The theory of the unitary executive is a radical vision of executive power in which the president is the big boss of the entire executive branch and has final say over everything that happens within it. At its core, the theory holds that Congress has very limited authority to divest the president of those powers. An expanded version of this theory was the legal predicate for the torture memo: “In light of the president’s complete authority over the conduct of war, without a clear statement otherwise, criminal statutes are not read as infringing on the president’s ultimate authority in these areas. … Congress may no more regulate the president’s ability to detain and interrogate enemy combatants than it may regulate his ability to direct troop movements on the battlefield.”

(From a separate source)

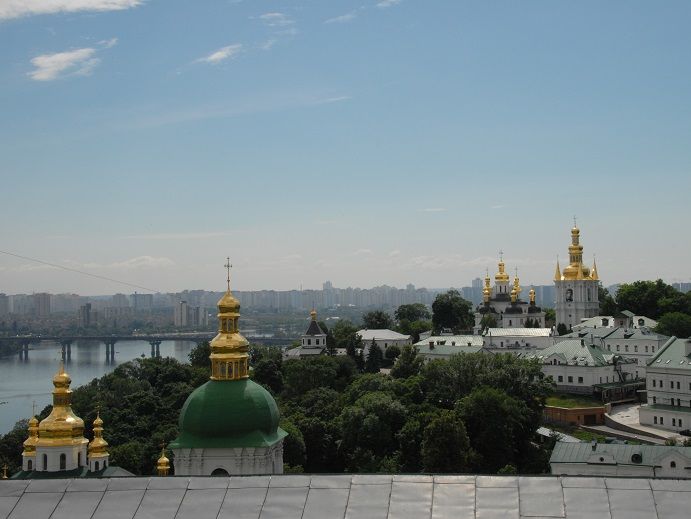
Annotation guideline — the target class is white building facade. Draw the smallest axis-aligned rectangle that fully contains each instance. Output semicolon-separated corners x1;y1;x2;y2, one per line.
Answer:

One of the key issues in the early battles over unitary executive theory was the president’s firing power. In its first incarnations, the notion of a unitary executive shored up the president’s claim that he was entitled to fire executive officials—including the independent counsel and agency heads—as the mood took him.
If you watch the Gonzales hearing through this prism (and in this White House, even the bathroom windows look out through that prism), they were a triumph. For six impressive hours, the attorney general embodied the core principles that he is not beholden to Congress, that the Senate has no authority over him, and that he was only there as a favor to them in their funny little fact-finding mission.
Consider how Gonzales rebuffed Republican Sen. John Cornyn when he suggested a future Senate hearing about the convictions of two Texas border patrol officers. (That’s executive branch business, son.) Consider the attorney general’s inability to explain why Kyle Sampson pushed ahead with a plan to do away with Senate confirmation for U.S. attorneys, if as he claimed, Gonzales didn’t approve it. (That’s between me and the president and Kyle Sampson, son.) Consider Gonzales’ skirmish with Democratic Sen. Chuck Schumer over who bore the burden of proof at the hearings. (How can there be a burden of proof when you have no authority to sit in judgment over me, son?) And listen to him tell Republican Sen. Charles Grassley: “I’m here to provide what I know, what I recall as to the truth in order to help the Congress help to complete the record.”
Finally, consider this telling colloquy with Republican Sen. Lindsey Graham:
I tried to have dialogue with the Congress, to try to be as forthcoming as I can be, to reassure the Congress. I’ve tried to inform the Congress that I don’t have anything to hide. … I didn’t say no to the document request. I didn’t say, “No, you can’t interview” to my internal staff. … I’ve done—everything I’ve done has been consistent with the principle of pursuing truth and accountability.
This man was doing the Senate a favor by showing up at all. Turning over documents? He deserves a medal!
This record reflects either a Harvard-trained lawyer—and former state Supreme Court judge—with absolutely no command of the facts or the law, or it reveals a proponent of the unitary executive theory with absolutely nothing to prove. Gonzales’ failure to even mount a defense; his posture of barely tolerating congressional inquiries; his refusal to concede that he owed the Senate any explanation or any evidence; his refusal to even accept that he bore some burden of proof—all of it tots up to a masterful display of the perfect contempt felt by the Bush executive branch for this Congress and its pretensions of oversight. In the plainest sense, Gonzales elevated the Bush legal doctrine of “Because I said so” into a public spectacle.
Viewed in that light, Gonzales did exactly what he needed to do yesterday. He took a high, inside pitch to the head for the team (nobody wants to look like a dolt on national television) but hit a massive home run for the notion that at the end of the day, congressional oversight over the executive branch is little more than empty theatre.